Sunday, November 27, 2022

The Murfin Winter Holiday Music Festival 2022-23 Kicks Off With We Gather Together


                             We Gather Together  by the First Untied Methodist Church of Houston, Texas choir.

It looks like the annual Murfin Winter Holiday Music Festival comes just in the nick of time this year—after two years of Coronavirus isolation everyone seems ready to burst out with a little old time Christmas/Holiday spirit and celebration.

Significantly some folks have been playing Holiday music for weeks now and the usual No-Christmas-music-‘til-after-Thanksgiving militants are even cutting them some unexpected slack.

If you have been Jonesing for some festive tunes, this is the place.

The Annual Murfin Winter Holidays Music Festival works like this.  Every year on the First Sunday of Advent until the Feast of the Epiphany—the Day of the Three Kings—on January 6, I will post a seasonal song, not only sacred and secular Christmas favorites, but songs celebrating the many winter festivals observed during this time of year including Hanukkah, St.
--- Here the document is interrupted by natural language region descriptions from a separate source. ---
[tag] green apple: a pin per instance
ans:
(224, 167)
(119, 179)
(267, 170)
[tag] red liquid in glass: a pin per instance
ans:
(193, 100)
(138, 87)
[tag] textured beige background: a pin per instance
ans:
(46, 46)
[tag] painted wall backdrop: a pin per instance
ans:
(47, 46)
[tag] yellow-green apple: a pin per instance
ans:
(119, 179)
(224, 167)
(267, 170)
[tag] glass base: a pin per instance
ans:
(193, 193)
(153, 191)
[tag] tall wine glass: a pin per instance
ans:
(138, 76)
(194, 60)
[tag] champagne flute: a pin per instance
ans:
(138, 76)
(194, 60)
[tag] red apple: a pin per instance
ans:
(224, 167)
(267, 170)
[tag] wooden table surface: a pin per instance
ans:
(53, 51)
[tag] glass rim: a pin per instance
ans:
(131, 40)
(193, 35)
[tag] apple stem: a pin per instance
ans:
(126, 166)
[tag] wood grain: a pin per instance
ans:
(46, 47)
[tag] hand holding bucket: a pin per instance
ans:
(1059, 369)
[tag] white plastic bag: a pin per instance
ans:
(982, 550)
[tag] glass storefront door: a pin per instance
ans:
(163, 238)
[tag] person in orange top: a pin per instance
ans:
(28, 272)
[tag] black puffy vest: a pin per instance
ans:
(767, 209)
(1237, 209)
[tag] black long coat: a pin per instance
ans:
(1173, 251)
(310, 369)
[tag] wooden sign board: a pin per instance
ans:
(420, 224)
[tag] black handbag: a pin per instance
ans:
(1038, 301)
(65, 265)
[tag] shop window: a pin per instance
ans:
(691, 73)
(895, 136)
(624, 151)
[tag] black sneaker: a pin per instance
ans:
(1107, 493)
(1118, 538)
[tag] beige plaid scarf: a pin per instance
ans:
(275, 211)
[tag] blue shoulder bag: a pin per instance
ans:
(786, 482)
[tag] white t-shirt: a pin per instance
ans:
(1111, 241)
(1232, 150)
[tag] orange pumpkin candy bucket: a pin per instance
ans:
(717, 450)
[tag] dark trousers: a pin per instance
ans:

Nicholas Day, Santa Lucia, Winter Solstice, Boxing Day, and New Years.  I try to mix up the familiar with what might not be so well known including songs from different cultures and new music.  Of course, there will be plenty of time and space for the old chestnuts.   Regular followers know that I am especially fond of the secular songs of the Golden Age of American Christmas Music which stretched roughly from the early 1930’s to the late 1970’s.

I am also eager to get suggestions and requests.  You can message me on Facebook, e-mail pmurfin@scbglobal.net , or post a comment to a blog entry.

Lighting the Candle of Hope on the Advent Wreath.

Today in most Western Christian churches is the first Sunday of Advent, the four week liturgical season of anticipation of the birth of Christ.  Although most Americans call the whole time from Thanksgiving to December 25 the Christmas Season, Christmas was the 12 day period from the Nativity to the Feast of the Epiphany on January 6.  In churches only hymns of prophesy of a coming Savior, songs of Joseph and Mary on their journey to the City of David, and finally announcement carols on Christmas Eve were sung during Advent.  Songs of celebration of the Birth come after.

In most churches in addition to specific Bible readings light the first of the four candles on an Advent wreath as part of their services.  The first candle represents Hope.

In the U.S. unless there are 5 Sundays in November, the First Sunday of Advent follows Thanksgiving and elements of that holiday are often also part of the services in many Protestant congregations.

Adrianus Valerius wrote the patriotic Dutch song Wilt heden nu treden in 1597 and is still considered  national Hero in The Netherlands. 

So, it is fitting to start off our Music Festival with one of the most beloved Thanksgiving carols, usually known as We Gather Together.  Origin written in 1597 by Adrianus Valerius as Wilt heden nu treden to celebrate the Dutch victory over Spanish forces in the Battle of Turnhout it was thus a patriotic song rather than a religious one.  But of course, it had religious overtones in that it celebrated the defeat of Catholic Spain over the mostly Reform Dutch patriots whose congregations could finally worship safely free from fear of the Inquisition.  Which is why you will probably rarely hear it sung at a Mass. 

It was originally set to a Dutch folk tune and was introduced in America an American hymnal in 1903.  When the Dutch Reformed Church in North America decided in 1937 to abandon the tradition of singing only Psalms and add hymns in church services, We Gather Together was chosen as the first hymn in their first hymnal.  It soon spread to other denominations, notably in the influential Methodist hymnal.  Church music historian Michael Hawn explained the song’s new popularity, “by World War I, we started to see ourselves in this hymn,” and the popularity increased during World War II, when “the wicked oppressing” were understood to include Nazi Germany and Imperial Japan.


There are several different translations from the Dutch and other adaptations published under a variety of titles.  Unitarian Universalists warble We Sing Now Together with lyrics by Edwin T. Becher.  But probably the most popular version has lyrics by Thomas Baker was arranged for Choir and congregation by Stephen Paulus.  That is what we will hear today performed by the First United Methodist Church of Houston, Texas under the direction of Cynthia Douglas and accompanied by Jay Whatley.